By Victoria Covert
No matter where women are, they face high rates of violence despite class, race and religion.
This horrible truth was made bare by Marla Jaksch, assistant professor of women’s and gender studies, at a lecture on Tuesday, Feb. 5, sponsored by the Haitian Student Association.
“Globally we can look, and women have made great strides … but they are not equal to men,” Jaksch said.
The pronouncement is timely, as the HAS focuses on bride burning, which is a horrific practice in which the groom and/or his family kill the bride because the dowry was seen as too little. This, along with the recent Steubenville and India rape cases as well as any number of unreported or under-reported incidents involving gender-based violence towards women, shows that, despite great efforts, violence and bias towards women is prevalent.
One effort to raise awareness about violence is 1 Billion Rising, a grass roots organization working on a global level to promote social action against the exploitation and abuse of women. Through an uplifting video presentation, the organization calls the people of the world to action to protest worldwide violence against women.
The message the organization sends is that together humankind is stronger than one who stands alone. This Valentine’s Day walkout is intended to be the beginning of social change. It is aimed to raise awareness of violence against women and inspire both men and women to advocate for social change.
“I am really thankful that H.A.S. was able to organize this event, it is perfect timing with 1 Billion Rising coming up next week and The Vagina Monologues,” Jaksch said.
While asking the audience to do their part to raise awareness and prevent violence against women, Jaksch joked that she took the time to present this lecture regardless of the fact that she is due to give birth at any moment.

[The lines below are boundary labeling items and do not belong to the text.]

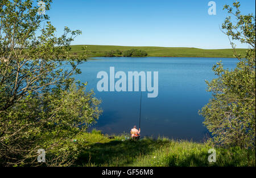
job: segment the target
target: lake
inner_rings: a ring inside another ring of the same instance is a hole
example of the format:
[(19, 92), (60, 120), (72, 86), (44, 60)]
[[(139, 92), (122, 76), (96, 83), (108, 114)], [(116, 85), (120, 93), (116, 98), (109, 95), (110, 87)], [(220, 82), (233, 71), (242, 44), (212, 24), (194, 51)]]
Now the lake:
[[(130, 133), (139, 125), (141, 91), (99, 92), (96, 78), (100, 71), (158, 71), (158, 95), (147, 98), (142, 92), (141, 136), (168, 137), (201, 141), (208, 133), (204, 118), (198, 111), (211, 95), (207, 92), (205, 80), (216, 77), (212, 70), (222, 60), (225, 68), (234, 69), (236, 58), (191, 57), (97, 57), (79, 66), (82, 73), (76, 75), (81, 82), (88, 82), (87, 89), (94, 90), (102, 100), (104, 110), (93, 128), (104, 133)], [(92, 129), (92, 128), (90, 129)]]

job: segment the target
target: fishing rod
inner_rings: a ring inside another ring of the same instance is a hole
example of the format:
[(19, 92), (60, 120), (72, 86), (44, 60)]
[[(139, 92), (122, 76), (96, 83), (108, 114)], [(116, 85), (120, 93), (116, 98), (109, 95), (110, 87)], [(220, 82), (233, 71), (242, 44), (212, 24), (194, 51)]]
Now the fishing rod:
[(142, 91), (141, 92), (141, 104), (140, 104), (140, 108), (139, 108), (139, 128), (141, 129), (141, 99), (142, 96)]

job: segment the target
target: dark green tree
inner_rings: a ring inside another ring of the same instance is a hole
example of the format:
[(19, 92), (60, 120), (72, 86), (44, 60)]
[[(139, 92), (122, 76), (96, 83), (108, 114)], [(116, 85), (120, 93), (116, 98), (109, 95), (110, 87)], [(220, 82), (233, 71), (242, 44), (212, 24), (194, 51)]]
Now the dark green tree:
[[(235, 19), (227, 17), (222, 26), (239, 62), (231, 70), (224, 69), (221, 62), (213, 66), (218, 78), (210, 82), (207, 81), (212, 98), (200, 113), (212, 134), (210, 141), (221, 145), (255, 149), (255, 16), (242, 15), (240, 6), (237, 2), (233, 3), (233, 7), (224, 6), (224, 9), (228, 10)], [(234, 40), (250, 46), (245, 58), (236, 52)]]

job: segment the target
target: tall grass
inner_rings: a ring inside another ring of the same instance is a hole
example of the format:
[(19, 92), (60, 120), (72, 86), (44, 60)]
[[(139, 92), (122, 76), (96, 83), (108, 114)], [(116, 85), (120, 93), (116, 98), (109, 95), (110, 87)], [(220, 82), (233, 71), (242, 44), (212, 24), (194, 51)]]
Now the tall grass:
[(209, 163), (212, 147), (205, 143), (168, 138), (134, 141), (127, 134), (104, 135), (96, 130), (76, 139), (71, 144), (81, 150), (76, 166), (255, 166), (255, 150), (239, 147), (214, 148), (216, 162)]

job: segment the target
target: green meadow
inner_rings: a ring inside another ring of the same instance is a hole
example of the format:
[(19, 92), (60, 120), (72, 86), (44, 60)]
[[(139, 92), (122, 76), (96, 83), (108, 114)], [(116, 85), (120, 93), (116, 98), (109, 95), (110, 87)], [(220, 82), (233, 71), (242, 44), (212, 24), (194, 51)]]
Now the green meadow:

Delivering a strong presentation and deftly funneling the crowd’s energy toward being proactive, Jaksch was both an educational speaker as well as an example of a woman to be emulated.
At the end of the lecture, Jaksch urged the audience to participate in 1 Billion Rising on Valentine’s Day, and explained that the protest doesn’t have to be “angry.” In fact, it can be anything from a walkout to a dance party. The idea is simply to come together, raise awareness and promote social change.
Darline Ceus, freshman sociology major, said that in order to do her part to stand up against domestic violence, she would “write letters to victims of domestic abuse to encourage them to stay strong and keep going.”
Far from wallowing in the old trope of women’s victimhood, the lecture encouraged women to embrace the power that they find when their voices are joined as one.